Mimaki dà il benvenuto a Danna Drion, nuovo senior marketing manager per l’area Emea. Prima di unirsi a Mimaki, Danna Drion ha ricoperto posizioni di alto livello in ambito marketing nei settori high tech, IT e telecomunicazioni, presso importanti realtà come Pyramid Analytics, Red Hat, Oracle, BEA Systems, British Telecom e MCI/WorldCom. La sua esperienza, ricca di successi nel marketing per prodotti rivolti al mondo B2B, apporterà nuove idee contribuendo a potenziare l’attività di marketing svolta fino ad oggi dal leader nipponico.

Laureata in economia aziendale e marketing all’università di Amsterdam, prima di entrare in Mimaki Europe, Danna Drion è stata direttore marketing di Pyramid Analytics, apprezzata realtà innovatrice in materia di business intelligence, e si è occupata per anni di software open source.

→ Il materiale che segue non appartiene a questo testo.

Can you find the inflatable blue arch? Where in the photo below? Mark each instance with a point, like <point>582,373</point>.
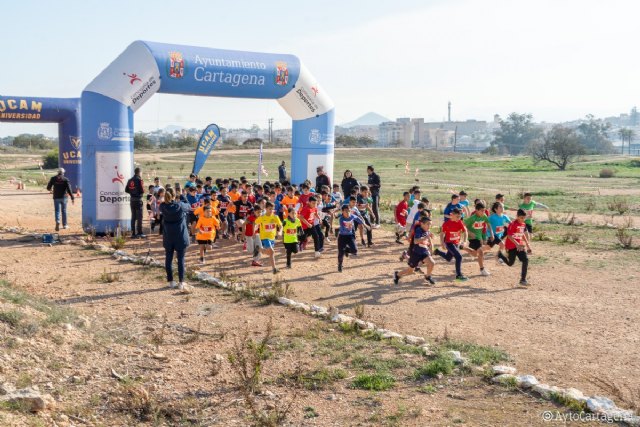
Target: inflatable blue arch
<point>146,68</point>
<point>65,112</point>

«Oltre alla sua solida expertise in ambito marketing, Danna porterà con sé una profonda conoscenza e competenza in materia di business intelligence e analisi dei dati, rafforzando le attività di marketing di Mimaki Europe, soprattutto in ambito di customer relationship. Danna entra a far parte della nostra realtà proprio al momento giusto ed è la risorsa che stavamo cercando per dare un prezioso contributo alla nostra organizzazione”, ha commentato Ronald van den Broek, General Manager Sales di Mimaki Europe.